Go back to 1992, and there was H. Ross Perot warning about the “giant sucking sound” of jobs going to Mexico if NAFTA were approved.
However, if Mexico now has those jobs, why have millions of Mexicans made their way, legally or illegally, into this country? If there was plenty of good-paying factory work there, why would they go to the trouble of moving here?
So where have these industries gone? They used to make tires in Ohio. We just bought a new set for our little Geo Prizm. The tires came from Korea, not Akron or Chihuahua. If you want to blame trade policies for a decline in American manufacturing jobs, there’s likely a case to be made — but that case cannot be made by blaming Korean tires on a treaty with Canada and Mexico.

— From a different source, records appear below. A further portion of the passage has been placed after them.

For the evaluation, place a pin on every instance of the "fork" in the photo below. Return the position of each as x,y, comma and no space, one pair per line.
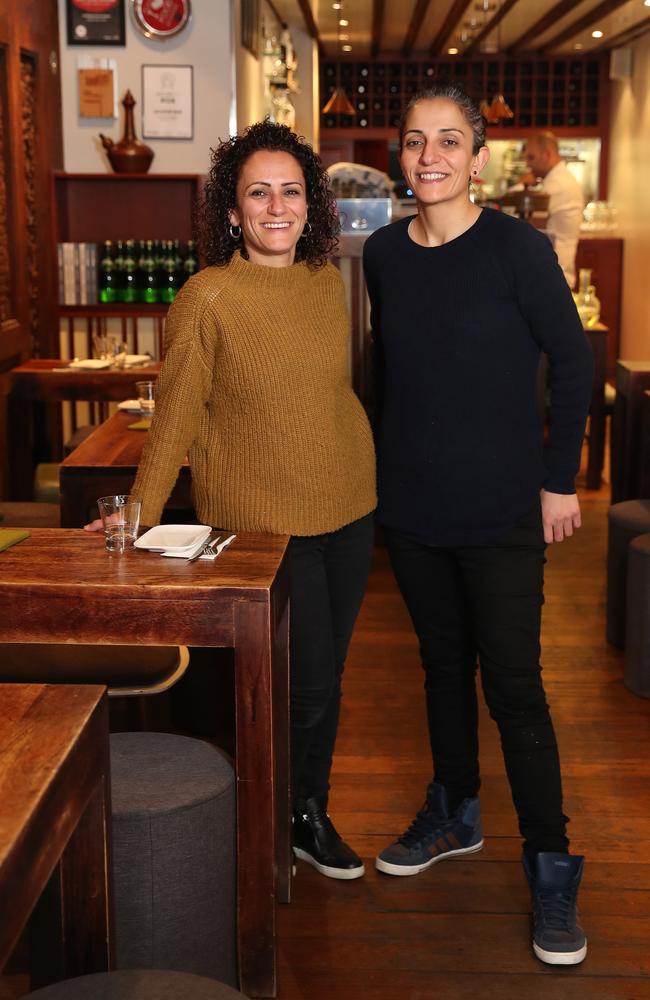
207,548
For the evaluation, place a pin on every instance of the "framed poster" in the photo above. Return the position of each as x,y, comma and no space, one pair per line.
95,22
250,26
167,105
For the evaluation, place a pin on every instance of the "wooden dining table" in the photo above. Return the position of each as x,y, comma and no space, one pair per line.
54,829
105,464
63,586
41,382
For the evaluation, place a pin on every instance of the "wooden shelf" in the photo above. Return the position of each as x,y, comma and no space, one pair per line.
91,208
119,309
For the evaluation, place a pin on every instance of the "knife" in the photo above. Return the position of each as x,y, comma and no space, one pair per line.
213,537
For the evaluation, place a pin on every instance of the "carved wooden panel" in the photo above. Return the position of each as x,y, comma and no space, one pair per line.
28,102
5,283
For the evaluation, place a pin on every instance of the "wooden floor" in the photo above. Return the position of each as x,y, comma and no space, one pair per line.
462,929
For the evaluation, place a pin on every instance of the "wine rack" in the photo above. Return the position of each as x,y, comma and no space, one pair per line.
544,93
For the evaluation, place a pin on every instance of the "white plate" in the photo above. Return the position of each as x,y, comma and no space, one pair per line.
174,537
91,363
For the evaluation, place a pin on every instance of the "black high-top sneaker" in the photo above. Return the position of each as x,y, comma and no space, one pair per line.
316,841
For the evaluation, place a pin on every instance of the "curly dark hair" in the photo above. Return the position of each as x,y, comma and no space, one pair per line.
219,194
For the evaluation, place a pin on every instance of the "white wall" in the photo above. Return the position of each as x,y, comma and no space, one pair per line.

The two campaign operations illustrate a divide in the Democratic Party. Up until recently, it was a coastal party, if you make the Great Lakes a coast and cede the shoreline from Virginia to Texas. But party chairman Howard Dean has tried to change that with his “50-state strategy,” putting staff and organization throughout the country.
It struck me as a good idea to compete everywhere, and in 2006 Democrats certainly picked up in red zones like the Interior West.
But it wasn’t popular with some segments of the party. Clinton strategist Paul Begala accused Dean of “hiring a bunch of staff people to wander around Utah and Mississippi and pick their nose.”
And even if Obama won in Colorado and many other states, Mark Penn, a major honcho for the Clinton campaign, asked, “Could we possibly have a nominee who hasn’t won any of the significant states, outside of Illinois?”
Now it may be true, in the big sweep of things, that we live in an insignificant state. But it is nonetheless insulting to hear that from someone running a national campaign.
Further, if a party wants to be viable nationally, it needs to care about races for state legislators, governor, and the U.S. House and Senate, even in an insignificant state like ours.
Or maybe it doesn’t make that much difference. We elect a Democrat to the U.S. Senate, and he supports torture and immunity for telephone companies that assist in illegal wiretaps.
We elect a Democratic legislature, and a bill to elect water conservancy district boards, which would eliminate an onerous form of taxation without representation, is killed by a 10-3 vote in committee.
A Boulder Democrat, Rep. Alice Madden, has proposed limitations on our open-records laws; this is hard to construe as a step toward honest and transparent government.
Last week, the Senate State Affairs Committee killed a bill that would have prevented our state fair from requiring participants to register in the “voluntary” National Animal Identification System, which is generally loathed by small agricultural producers. The bill had passed the House, but Democrats in the Senate apparently forgot that some party is supposed to be looking out for the little guy.
So what the hell. If Clinton’s people take over the Democratic Party and a neglected Colorado goes back to being run by Republicans, it may not matter all that much. After all, Coloradans are not significant.